By January 22, 2016Uncategorized

By: Julia Mitusova

China has received a lot of media attention over slowing economic growth, the recent stock market crash and increasing concerns about challenges of doing business in China for foreign companies. So what are the business implications of the slowing economy for foreign investors? What can ensure economic growth in China and benefit investors in the long run?

  • Increasing production costs: A steady increase in labor costs over the past decade makes China less competitive as an outsource destination compared so Southeast Asian countries such as Vietnam and Indonesia, as well as US neighbor – Mexico. With manufacturing moving from China to Vietnam or Indonesia, where average wages for a factory worker are 3.5 times lower than in China closing production facilities lay offs are increasing.  Increased crime rates, strikes, and labor actions against employers are plausible.
  • Increasing security concerns: From a security perspective, the challenges China is currently facing such as economic slowdown, growing inequality and pollution affecting the quality of life, might result in growing public discontent. While protests in China are not happening on a large scale yet, social unrest due to factory lay offs is increasing. Unless social issues such as growing unemployment are addressed, crime rates are likely to increase and China could become a less safe place for foreign business. 
  • Decline in sales: China’s trade partners such as Brazil, Indonesia, Russia and Australia, among others are impacted by the decline in commodity demand in China. If this trend continues companies operating in the commodity trading and export business that have China as their main partner might want to consider expanding the geography of their business. 

Current Structural Challenges in China

Limited transparency, high debt and significant government intervention – all together are increasing turmoil in the markets in China.

Over the past few years the private sector in China accumulated significant amounts of debt due to low interest rates. While the official debt to GDP ratio in China is 41%, which is much lower than for example, the 103% ratio in the US, concerns arise in connection with the reliability of data provided by the Chinese government; and analysts believe that the real debt in China is significantly higher. Moreover, the Government owns the major banks and corporations in China, thus both lenders and borrowers are state owned.

In an environment where the state plays a dominant role in various areas of the economy and corporate transparency is limited, it becomes challenging to react adequately to market fluctuations. Thus, financial markets become volatile as investors make their decisions based on limited and sometimes unreliable market information.

For companies operating in China this means an increase in overall market risk and is a signal to protect investments, which explains $59 bn capital outflows from China in 2015.

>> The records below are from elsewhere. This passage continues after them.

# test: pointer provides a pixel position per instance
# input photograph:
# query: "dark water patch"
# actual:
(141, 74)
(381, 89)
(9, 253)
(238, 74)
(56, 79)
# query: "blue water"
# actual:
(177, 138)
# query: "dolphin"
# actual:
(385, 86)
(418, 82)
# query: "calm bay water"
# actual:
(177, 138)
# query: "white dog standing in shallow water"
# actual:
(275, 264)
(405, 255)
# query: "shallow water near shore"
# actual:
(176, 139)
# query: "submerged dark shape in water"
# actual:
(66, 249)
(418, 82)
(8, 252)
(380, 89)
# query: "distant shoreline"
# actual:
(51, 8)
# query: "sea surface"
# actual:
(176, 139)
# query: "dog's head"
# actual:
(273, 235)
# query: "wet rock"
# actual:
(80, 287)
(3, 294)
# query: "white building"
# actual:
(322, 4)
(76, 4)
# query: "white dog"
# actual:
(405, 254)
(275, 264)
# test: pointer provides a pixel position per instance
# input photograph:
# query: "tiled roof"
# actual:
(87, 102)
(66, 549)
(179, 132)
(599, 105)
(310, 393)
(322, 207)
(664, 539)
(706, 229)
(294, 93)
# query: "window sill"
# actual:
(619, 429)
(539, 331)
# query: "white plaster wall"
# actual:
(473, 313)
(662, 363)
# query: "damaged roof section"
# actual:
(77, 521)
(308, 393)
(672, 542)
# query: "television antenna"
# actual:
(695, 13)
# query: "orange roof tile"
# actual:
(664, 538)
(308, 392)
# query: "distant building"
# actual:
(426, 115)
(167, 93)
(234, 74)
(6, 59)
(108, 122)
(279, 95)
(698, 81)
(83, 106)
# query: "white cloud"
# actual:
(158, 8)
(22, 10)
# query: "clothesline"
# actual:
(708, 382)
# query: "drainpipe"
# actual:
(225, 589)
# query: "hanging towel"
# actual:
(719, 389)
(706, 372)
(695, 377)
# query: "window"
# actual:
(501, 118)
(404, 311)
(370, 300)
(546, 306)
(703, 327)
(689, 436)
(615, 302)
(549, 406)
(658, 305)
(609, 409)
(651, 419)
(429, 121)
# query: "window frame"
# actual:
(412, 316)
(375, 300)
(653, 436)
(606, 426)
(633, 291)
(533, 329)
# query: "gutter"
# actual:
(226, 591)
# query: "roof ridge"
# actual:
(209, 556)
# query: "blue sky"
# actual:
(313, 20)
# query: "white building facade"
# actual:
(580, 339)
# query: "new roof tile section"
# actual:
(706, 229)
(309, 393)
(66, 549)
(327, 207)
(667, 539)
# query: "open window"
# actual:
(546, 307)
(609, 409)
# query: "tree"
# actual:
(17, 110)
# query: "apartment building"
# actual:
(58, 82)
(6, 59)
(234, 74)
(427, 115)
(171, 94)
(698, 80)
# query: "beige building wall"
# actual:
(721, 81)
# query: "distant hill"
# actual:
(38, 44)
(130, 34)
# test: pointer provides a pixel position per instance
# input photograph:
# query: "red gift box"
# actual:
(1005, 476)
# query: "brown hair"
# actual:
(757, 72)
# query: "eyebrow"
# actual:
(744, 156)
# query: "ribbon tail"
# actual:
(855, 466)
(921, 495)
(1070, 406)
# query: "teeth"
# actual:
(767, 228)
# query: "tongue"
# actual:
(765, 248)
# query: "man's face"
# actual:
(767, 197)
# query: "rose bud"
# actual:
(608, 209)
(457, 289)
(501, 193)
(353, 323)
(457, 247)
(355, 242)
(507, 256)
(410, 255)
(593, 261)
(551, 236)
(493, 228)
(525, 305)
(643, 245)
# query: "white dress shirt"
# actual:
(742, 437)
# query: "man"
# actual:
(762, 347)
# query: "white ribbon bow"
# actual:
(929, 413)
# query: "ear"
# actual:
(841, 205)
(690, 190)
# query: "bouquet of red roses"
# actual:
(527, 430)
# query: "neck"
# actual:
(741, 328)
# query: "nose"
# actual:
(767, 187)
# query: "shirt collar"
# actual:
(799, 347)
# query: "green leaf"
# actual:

Economic Growth in China and New Opportunities

A rapidly aging population is a growing concern for Asia as a whole and for China in particular. According to estimates, by 2050 35% of the Japanese, Hong Kong and South Korean population will be 65 and over, while this number for China will be around 24%. In 2015 the percentage of elderly people in these countries was 10.6% on average. With growing life expectancy figures and increasing numbers of retirees, the burden of an economically inactive population will have strong impacts on Asian economics. From the perspective of the financial sector, aging population means that long-term financial instruments will be shaping the Asian financial structure in the future.

Productivity which is measured by the total productivity factor (TPF) is also an important variable to follow in the context of China’s economic growth. The TPF measures the efficiency of labor and capital in a country. China’s growth since the 1990s has been primarily due to the increase of the work force size and growth of capital investment; according to estimates productivity increased by just 1.5% per year between 1997 and 2012. In the long term, low TPF levels won’t be sufficient to drive sustainable economic growth.

For companies operating in China, increasing capital efficiency and labor productivity by taking advantage of innovative technologies is critical, in order to remain competitive globally. While the slowing economy presents challenges, as China is shifting focus to increasing consumption, new opportunities will emerge in other sectors. For example, industries like entertainment, travel and education will continue to grow despite the general economic slowdown.

In the long run however economic growth in China will still require serious structural reforms. The world is waiting to see if China is up to the task.